Problem definition
We would like to leverage standford dogs dataset to build a dog breeds classification algorithm. The user would submit a picture to the app, and it would return the predicted breed
We would like to approach this problem using two approaches:
- - Building our own CNN network from scratch
- - Using transfer learning with VGG, Xception or Resnet50
In this article, we are going to have a heavy use of Tensorflow and GPU abilities, therefore we recommend using Google Colab when doing this exercice
Retrieving our data
We will rely on the open database from stanford. Database available here.

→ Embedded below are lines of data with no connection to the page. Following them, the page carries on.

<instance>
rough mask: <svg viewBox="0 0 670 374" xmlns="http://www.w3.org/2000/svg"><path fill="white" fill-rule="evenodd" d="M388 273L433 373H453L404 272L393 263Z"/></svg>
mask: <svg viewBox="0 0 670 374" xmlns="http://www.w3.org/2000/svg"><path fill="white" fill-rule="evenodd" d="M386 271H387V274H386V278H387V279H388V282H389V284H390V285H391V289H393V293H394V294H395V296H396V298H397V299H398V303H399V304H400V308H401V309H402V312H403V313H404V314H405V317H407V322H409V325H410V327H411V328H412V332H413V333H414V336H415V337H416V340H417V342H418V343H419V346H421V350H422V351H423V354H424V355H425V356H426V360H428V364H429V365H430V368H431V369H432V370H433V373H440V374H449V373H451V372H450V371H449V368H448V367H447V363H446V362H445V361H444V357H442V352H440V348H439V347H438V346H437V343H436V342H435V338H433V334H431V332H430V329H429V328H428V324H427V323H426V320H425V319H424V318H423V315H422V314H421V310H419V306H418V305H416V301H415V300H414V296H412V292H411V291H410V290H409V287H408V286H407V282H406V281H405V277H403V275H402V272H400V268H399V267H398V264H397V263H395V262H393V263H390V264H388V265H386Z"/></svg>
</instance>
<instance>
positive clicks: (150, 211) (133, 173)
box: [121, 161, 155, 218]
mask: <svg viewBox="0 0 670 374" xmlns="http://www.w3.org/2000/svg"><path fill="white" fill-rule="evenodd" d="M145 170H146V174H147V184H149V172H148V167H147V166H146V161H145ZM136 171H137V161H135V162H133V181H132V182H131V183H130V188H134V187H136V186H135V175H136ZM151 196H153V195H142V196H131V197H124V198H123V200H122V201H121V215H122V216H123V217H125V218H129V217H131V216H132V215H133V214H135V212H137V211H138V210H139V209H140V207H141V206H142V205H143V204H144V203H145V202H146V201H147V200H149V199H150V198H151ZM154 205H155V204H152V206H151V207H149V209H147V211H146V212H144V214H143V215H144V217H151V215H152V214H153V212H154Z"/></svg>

Note that we will only use the annotations and Images folder of that dataset.
We highlight the number of pictures and classes with the following graph:

We have 120 classes (dog breeds) in total, and all classes seems to be quite balanced in terms of frequency in the dataset. Therefore, a metric such as accuracy would be relevant for this dataset
Preparing the data
In Image processing, there are heavy preprocessing to be done, especially when images are heteregeneous in size and quality. We choose to do the following image processing to the data:
- - Resizing
- - Histograms
- - Non local means filter
- - Data Augmentation
- - Reduce the number of classes
Picture resizing
We need all the pictures to be identical, we choose 299x299 as a suitable format.

Histograms
We are going to convert our RGB color format image to a YUV (gray scale) format in order to see any light imbalance in our test picture.

Equalization
Quite obvious from previous chart that our test picture has light imbalance, we need to relabalce that thourgh equalization

Non local means filtering
We are going to help our algos by applying denoising with this filter. It is going to smooth the image, and probably fasten our training a bit and increase the quality of our training.

Data Augmentation
We are going to simulate artificial data by augmenting our data using ImageDataGenerator: rotation, zoom, etc... Please refer to GitHub repository to see more details about the code

Running the models
Building our own CNN
We used some kind of combo between VGG-16 and ResNet to try our own CNN. In the image below we show our structure:

We run our model using GPU power, and we also want to hypertune our parameters using Keras Tuner, especially we are going to tune learning rate and Beta_0 parameter in Adam loss function. For further details see the repo
In the chart below, we show the validation accuracy for our base CNN and our tuned CNN. Results are a bit disappointing, let's have a look to transfer learning.

Transfer Learning
We are going to use-pretrained weights for VGG-16, Xception, and ResNet for ImageNet database. This is very easy to do with TensorFlow framework. We will then try to train some part of the weights for the model that has the best performance. We show the validation accuracy for the differents models in the chart below:

We notice that:
- - Models have much better performance than our custom CNN
- - Xception is the model that has the best peroformance
- - We can train these models on a limited number of epochs
Therefore, we are going to select Xception as our main model, and retrain the weights in the exit flow (the very high level weights), to try to add more performance. Results are quite mixed as the hypertuning does not add much performance. For more details, please refer to the GitHub repo
Testing Xception on our test set
We show the results with a confusion matrix on the chart below. We can see that very few classes have classification errors. Some errors are specific to couple of classes because of the proximity of the two dog breeds in terms of colors ! But otherwise, the results are quite impressive !!